Monday, March 17, 2008

Rocking the Rock Rockers 2 - Gettin' an Educashun

The next two sites I want to cover are places that you go for learning about stuff. It's a fairly general subgrouping I know - that's what the internet is for isn't it?

Firstly, the W3Schools site has saved me from certain doom many, many times in the past. If you want to know anything about HTML code or all the other, more complicated, stuff that works with HTML code, then this is basically the only site you need to go to.

It's basically a site of tutorials on how to do stuff. All sorts of stuff. I'm not so hot at HTML, so I've used this site off and on for a while now - mostly to brush up when I've gotten rusty.There are step-by-step tutorials on how to do all sorts of things though. Things I've never even heard of before. It's a really well designed site too - easy to use.

The other site I'm going to talk about I've never actually used before Jason sent it to me in an email. MetaCritic is basically a reviews site that reviews everything - books, music, movies, DVDs, everything! Looking over their 'MetaScore' FAQ it looks like they don't actually have reviewers of their own, but that the site acts like a review-collector - compiling reviews from a number of sources. The only other site that I can think of which does a similar thing is rottentomatoes.com, but Rottentomatoes only reviews movies.

(EDIT 18/Mar/08: Fancy that, Wikipedia actually compares MetaCritic with Rottentomates as well.
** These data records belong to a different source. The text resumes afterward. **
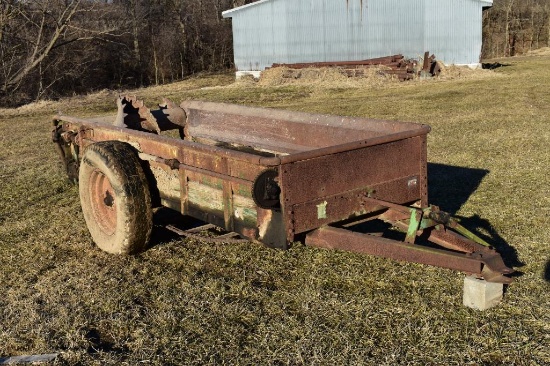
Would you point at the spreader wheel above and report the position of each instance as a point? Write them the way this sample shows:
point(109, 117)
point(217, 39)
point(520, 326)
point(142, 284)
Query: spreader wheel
point(115, 197)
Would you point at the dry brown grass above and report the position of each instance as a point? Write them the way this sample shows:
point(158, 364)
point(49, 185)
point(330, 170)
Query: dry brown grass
point(187, 302)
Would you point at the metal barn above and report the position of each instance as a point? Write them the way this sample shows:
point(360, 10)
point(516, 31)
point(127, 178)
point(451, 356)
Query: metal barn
point(295, 31)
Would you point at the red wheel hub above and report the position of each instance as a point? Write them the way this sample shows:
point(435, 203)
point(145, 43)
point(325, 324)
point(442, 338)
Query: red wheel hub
point(103, 202)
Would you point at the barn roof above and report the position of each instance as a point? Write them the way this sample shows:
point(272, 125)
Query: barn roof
point(229, 13)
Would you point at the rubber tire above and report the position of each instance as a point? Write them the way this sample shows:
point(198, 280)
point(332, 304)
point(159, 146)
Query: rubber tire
point(115, 197)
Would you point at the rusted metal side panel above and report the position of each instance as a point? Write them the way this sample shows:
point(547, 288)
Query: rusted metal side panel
point(323, 211)
point(334, 238)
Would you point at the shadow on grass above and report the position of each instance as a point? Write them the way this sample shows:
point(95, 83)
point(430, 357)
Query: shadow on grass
point(449, 187)
point(492, 65)
point(164, 217)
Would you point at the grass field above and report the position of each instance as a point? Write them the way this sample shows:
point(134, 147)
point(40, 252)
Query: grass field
point(187, 302)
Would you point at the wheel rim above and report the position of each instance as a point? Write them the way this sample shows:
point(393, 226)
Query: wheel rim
point(102, 197)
According to Wikipedia, MetaCritic mostly sources American critics, whereas Rottentomatoes mostly sources critics from the UK. This is an important difference because it often colours the reviews.)

Personally though, I don't think I'll use this site for my review needs. If you didn't have a good source for reviews, I think the multi-review aspect would be a great bonus. However I think that it could never be as good as one or two review sources that you personally find you really trust. For movies I use good ol' Margaret and David. They're not as snobby as you might think. With Margaret and David you don't just get the star rating (anything above 3/5 is worth seeing) but you also get their thought on why they thought it was good or not. That way I can still figure out if I'll hate a movie they said they loved, because of the reasons they give. I don't think you can ever get that with a huge multi-review site like MetaCritic.